Paru terlindungi dari infeksi melalui beberapa mekanisme: filtrasi partikel di hidung, pencegahan aspirasi dengan refleks epiglottis, ekspulsi benda asing melalui refleks batuk, pembersihan kea rah cranial oleh mukosilier, fagositosis kuman oleh makrofag alveolar, netralisasi, kumn oleh substansi imun local dan drainase melalui system limfatik. Faktor predisposisi pneumonia: aspirasi, gangguan imun, septisemia, malnutrisi, campak, pertusis, penyakit jantung bawaan, gangguan neuromuscular, kontaminasi perinatal dan gangguan klirens mucus atau sekresi seperti pada fibrosis kistik, benda asing atau disfungsi silier.

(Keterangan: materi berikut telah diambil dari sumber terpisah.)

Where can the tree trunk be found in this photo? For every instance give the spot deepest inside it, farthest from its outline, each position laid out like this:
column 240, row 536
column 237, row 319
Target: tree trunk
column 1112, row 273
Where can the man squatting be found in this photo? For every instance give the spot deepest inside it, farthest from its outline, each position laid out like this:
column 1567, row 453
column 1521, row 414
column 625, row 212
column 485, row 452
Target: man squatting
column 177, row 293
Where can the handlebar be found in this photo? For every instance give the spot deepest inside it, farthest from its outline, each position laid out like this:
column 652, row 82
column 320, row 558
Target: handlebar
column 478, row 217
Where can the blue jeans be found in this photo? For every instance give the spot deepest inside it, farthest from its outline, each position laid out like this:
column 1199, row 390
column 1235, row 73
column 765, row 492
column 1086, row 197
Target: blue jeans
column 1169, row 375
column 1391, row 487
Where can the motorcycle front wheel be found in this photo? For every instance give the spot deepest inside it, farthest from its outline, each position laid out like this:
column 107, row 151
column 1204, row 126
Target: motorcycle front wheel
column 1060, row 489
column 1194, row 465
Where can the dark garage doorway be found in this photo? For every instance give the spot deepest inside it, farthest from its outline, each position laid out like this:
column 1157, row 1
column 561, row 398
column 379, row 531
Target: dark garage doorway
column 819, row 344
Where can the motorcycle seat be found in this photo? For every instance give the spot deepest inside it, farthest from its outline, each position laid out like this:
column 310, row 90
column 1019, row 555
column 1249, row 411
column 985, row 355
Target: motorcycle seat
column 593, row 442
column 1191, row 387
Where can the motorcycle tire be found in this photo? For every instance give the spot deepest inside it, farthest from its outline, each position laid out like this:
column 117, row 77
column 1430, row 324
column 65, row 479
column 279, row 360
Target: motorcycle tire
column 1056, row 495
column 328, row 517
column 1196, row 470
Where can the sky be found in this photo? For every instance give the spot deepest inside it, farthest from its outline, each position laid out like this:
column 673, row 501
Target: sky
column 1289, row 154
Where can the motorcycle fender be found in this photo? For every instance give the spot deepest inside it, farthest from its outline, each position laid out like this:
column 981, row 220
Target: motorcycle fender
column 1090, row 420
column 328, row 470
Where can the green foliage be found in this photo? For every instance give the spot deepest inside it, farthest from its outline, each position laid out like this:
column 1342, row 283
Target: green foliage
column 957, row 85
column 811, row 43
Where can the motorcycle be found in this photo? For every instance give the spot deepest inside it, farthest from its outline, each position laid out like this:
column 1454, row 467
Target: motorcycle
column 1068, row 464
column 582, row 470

Mikroorganisme mencapai paru melalui jalan nafas, aliran darah, aspirasi benda asing, transpalsental atau selama persaalinan pada neonates. Umumnya penunomia terjadi akibat inhalasi atau aspirasi mikroorganisme, sebagian kecil terjadi melalui aliran darah (hematogen). Secara klinis sulit membedakan pneumonia bakteri dan virus. Bronkopneumonia merupakan jenis pneumonia tersering pada bayi dan anak kecil. Pneumonia lobaris lebih sering ditemukan dengan pertambahan umur. Pada pneumonia berat bisa terjadi hipoksemia, hiperkapnea, asidosis respiratorik, asidosis metabolic dan gagal napas.

DIAGNOSIS

Anamnesis

Gejala yang timbul biasanya mendadak tetapi dapat didahului dengan infeksi saluran napas akut bagian atas. Gejalanya anatara lain batuk, demam tinggi terus menerus, sesak, kebiruan di sekitar mulut, menggigil (pada anak), kejang (pada bayi) dan nyeri dada. Biasanya anak lebih suka berbaring pada sisi yang sakit. Pada bayi muda sering menunjukan gejala nonspesifik seperti hipotermi, penurunan kesadaran, kejang atau kembung sehingga sulit dibedakan dengan meningitis, sepsis atau ileus.

Pemeriksaan fisis

Tanda yang mungkin ada adalah demam tinggi, dispnea: inspiratory effort ditandai dengan takipnea, retraksi (chest indrawing), napas cuping hidung dan sianosis. Gerakan dinding toraks dapat berkurang pada daerah terkena, perkusi normal atau redup. Pada pemeriksaan auskultasi paru dapat terdengar suara nafas utama melemah atau mengeras, suara nafas tambahan berupa ronki basah halus di lapangan paru yang terkena

Pada infeksi oleh kuman atipik (Mycoplasma, Chylamydia) gejalanya tidak jelas maupun memberikaan onset akut seperti di atas. Panas seringkali tidak tinggi, batuk tidak produktif, tidak sesak, dan seringkali disertai sakit kepala dan malaise.

Pemeriksaan penunjang

Pemeriksaan laboratorium yang nonspesifik yang seringkali dilakukan adalah:

Hitung leukosit: dapat terjadi leukositosis dengan hitung jenis bergeser ke kiri

Laju Endap Darah: menigkat pada infksi bacterial namun banyak dipengaruhi faktor-faktor lainnya

C reactive Protein (CRP): meningkatkan pada infeksi bacterial

Procalcitonin: dianggap lebih baik disbanding CRP

Bila fasilitas memungkinkan pemeriksaan analisis gas darah menunjukan keadaan hipoksemia (karena ventilation perfusion mismatch). Kadar PaCO2 dapat rendah, normal atau meningkat tergantung kelainannya. Dapat terjadi asidosis respiratorik, asidosis metabolic, dan gagal napas

Pemeriksaan kultur darah jarang memberikan hasil yang positif tetapi dapat membantu pada kasus yang tidak menunjukan respons terhadap penanganan awal.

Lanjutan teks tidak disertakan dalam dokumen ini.